Комната, что побольше, была обставлена традиционно отживающе для того времени – лакированная стенка темного дерева, несуразно огромный овальный стол с бледно-желтой клетчатой скатертью, похожей на покрывало. Четыре стула вокруг, с подушечками, расшитыми, может, еще бабушкой бабушки. В углу софа, напротив – черно-белый телевизор на широкой пузатой тумбе. Громоздко, тяжеловесно.
И среди этой советской безвкусицы – холсты, листы бумаги и картона, обрывки блокнотных страниц. Все изрисовано, исчерчено, исписано. Как и полагается, лицом к стенам – картины, в явно самодельных рамах.
– Можно?
Ян кивнул, поджал губы и съежился где-то в углу, глядя в пол. Жуковский все так же ободряюще, но все же несколько снисходительно похлопал его по плечу: мол, не бойся, сильно критиковать не буду, подскажу что-нибудь. И взял первую попавшуюся картину, примерно метр на полтора, вертикальной развертки. Надо же, с большой площадью работает! Смело для двенадцати лет. Сейчас посмотрим… И он повернул ее лицом к себе.

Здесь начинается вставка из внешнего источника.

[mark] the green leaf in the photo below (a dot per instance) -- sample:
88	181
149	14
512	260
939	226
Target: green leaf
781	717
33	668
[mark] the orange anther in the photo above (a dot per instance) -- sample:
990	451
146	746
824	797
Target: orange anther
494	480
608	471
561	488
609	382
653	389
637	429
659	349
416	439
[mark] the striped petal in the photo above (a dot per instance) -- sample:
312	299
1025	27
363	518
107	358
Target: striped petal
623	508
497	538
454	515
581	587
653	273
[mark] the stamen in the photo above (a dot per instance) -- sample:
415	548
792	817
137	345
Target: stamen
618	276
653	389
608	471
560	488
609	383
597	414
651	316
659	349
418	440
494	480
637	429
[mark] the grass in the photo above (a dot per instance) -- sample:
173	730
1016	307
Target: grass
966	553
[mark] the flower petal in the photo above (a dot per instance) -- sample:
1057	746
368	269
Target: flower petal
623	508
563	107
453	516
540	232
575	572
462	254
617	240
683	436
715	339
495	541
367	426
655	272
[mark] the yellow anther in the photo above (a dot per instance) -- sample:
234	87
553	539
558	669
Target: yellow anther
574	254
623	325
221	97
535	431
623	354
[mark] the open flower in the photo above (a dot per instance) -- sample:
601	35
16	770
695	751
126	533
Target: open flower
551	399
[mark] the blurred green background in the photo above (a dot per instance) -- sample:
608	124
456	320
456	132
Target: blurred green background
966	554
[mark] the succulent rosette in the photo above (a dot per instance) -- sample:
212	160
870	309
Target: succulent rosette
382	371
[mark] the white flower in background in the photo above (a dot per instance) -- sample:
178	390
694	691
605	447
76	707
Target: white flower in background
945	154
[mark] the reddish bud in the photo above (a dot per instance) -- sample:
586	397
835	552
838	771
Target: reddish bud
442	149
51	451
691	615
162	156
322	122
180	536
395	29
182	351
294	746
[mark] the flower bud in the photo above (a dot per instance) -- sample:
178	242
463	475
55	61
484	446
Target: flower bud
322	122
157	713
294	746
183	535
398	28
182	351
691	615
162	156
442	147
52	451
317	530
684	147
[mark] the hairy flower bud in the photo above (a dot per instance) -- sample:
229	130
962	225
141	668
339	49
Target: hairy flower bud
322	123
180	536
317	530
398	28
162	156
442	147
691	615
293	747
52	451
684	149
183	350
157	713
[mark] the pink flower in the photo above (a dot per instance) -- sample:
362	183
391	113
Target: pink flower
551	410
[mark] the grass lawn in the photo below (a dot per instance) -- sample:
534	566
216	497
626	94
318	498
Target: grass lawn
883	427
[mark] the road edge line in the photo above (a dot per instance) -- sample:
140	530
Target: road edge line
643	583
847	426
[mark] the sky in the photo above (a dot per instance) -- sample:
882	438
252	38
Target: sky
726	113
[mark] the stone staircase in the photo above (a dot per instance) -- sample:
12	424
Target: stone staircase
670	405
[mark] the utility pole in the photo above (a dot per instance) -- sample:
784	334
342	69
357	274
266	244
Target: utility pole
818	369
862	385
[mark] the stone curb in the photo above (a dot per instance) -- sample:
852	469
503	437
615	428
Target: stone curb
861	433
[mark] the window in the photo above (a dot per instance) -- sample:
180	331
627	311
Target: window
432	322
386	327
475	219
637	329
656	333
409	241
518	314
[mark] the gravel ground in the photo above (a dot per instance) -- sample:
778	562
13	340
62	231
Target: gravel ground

И тут время для Жуковского сжалось, в сущности – на всю жизнь. Сжалось вокруг худенькой фигурки, прижавшейся к стене у входа в комнату. Сжалось, потому что бабушка, кажется, была права…
Целая жизнь уместилась на холсте метр на полтора. Иван Геннадьевич издал звук, похожий на всхлип: не мог вдохнуть. Кто он? Кто он – Жуковский – рядом с этой Мадонной? И какое право он имеет вообще кого-то чему-то учить? Он даже не подмастерье…
Классический сюжет. Каждый художник должен пройти через это, у каждого должна быть своя Мадонна. На картине, видимо, мать мальчика, с младенцем на руках. Если бы Жуковскому еще два часа назад сказали, что мальчик в двенадцать лет нарисовал Мадонну, – он бы улыбнулся, умилился и подумал бы ровно так: классический сюжет. И только. А что ему думать теперь?